La presente invención podría usarse también para preparar co- y terpolímeros elastoméricos de etileno, propileno, y, opcionalmente, uno o más monómeros de dieno. Generalmente, tales polímeros elastoméricos contendrán aproximadamente del 50 a aproximadamente el 75% en peso de etileno, preferiblemente aproximadamente del 50 al 60% en peso de etileno y, correspondientemente, del 50 al 25% de propileno. Una porción de los monómeros, típicamente el monómero de propileno, podría remplazarse con una diolefina no conjugada. La diolefina podría estar presente en cantidades de hasta el 10% en peso del polímero, aunque típicamente está presente en cantidades desde aproximadamente el 3 hasta el 5% en peso. El polímero resultante podría tener una composición que comprendiera desde el 40 hasta el 75% en peso de etileno, desde el 50 hasta el 15% en peso de propileno, y hasta el 10% en peso de un monómero de dieno, para proporcionar el 100% del peso de polímero. Los ejemplos preferidos, pero no limitantes, de dienos son el diciclopentadieno, el 1,4-hexadieno, el 5-metileno-2-norborneno, el 5-etilideno-2-norborneno y el 5-vinil-2-norborneno. Los dienos particularmente preferidos son el 5-etilideno-2-norborneno y el 1,4-hexadieno.

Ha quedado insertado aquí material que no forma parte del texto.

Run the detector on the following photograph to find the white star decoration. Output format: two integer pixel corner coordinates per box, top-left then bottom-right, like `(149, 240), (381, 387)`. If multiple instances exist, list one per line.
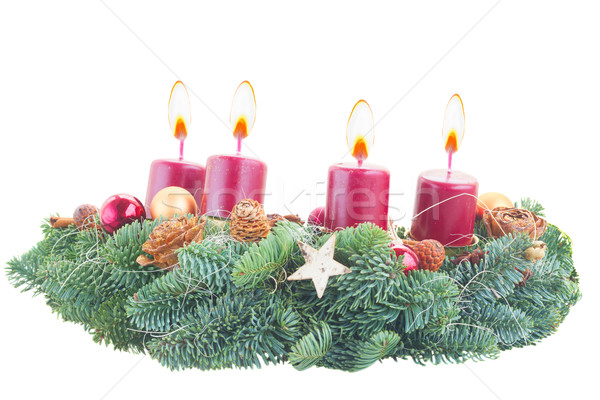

Los polímeros de polietileno que podrían prepararse de acuerdo con la presente invención típicamente comprenden no menos del 60, preferiblemente no menos del 70% en peso de etileno, y el equilibrio una o más alfa olefinas C_{4-10}, seleccionadas preferiblemente de entre el grupo consistente en el 1-buteno, 1-hexeno y 1-octeno. El polietileno preparado de acuerdo con la presente invención podría ser polietileno de baja densidad lineal, desde aproximadamente 0,910 hasta 0,935 g/cc. La presente invención también podría ser útil para preparar polietileno que tuviera una densidad inferior a 0,910 g/cc, los llamados polietilenos de baja y ultra-baja densidad.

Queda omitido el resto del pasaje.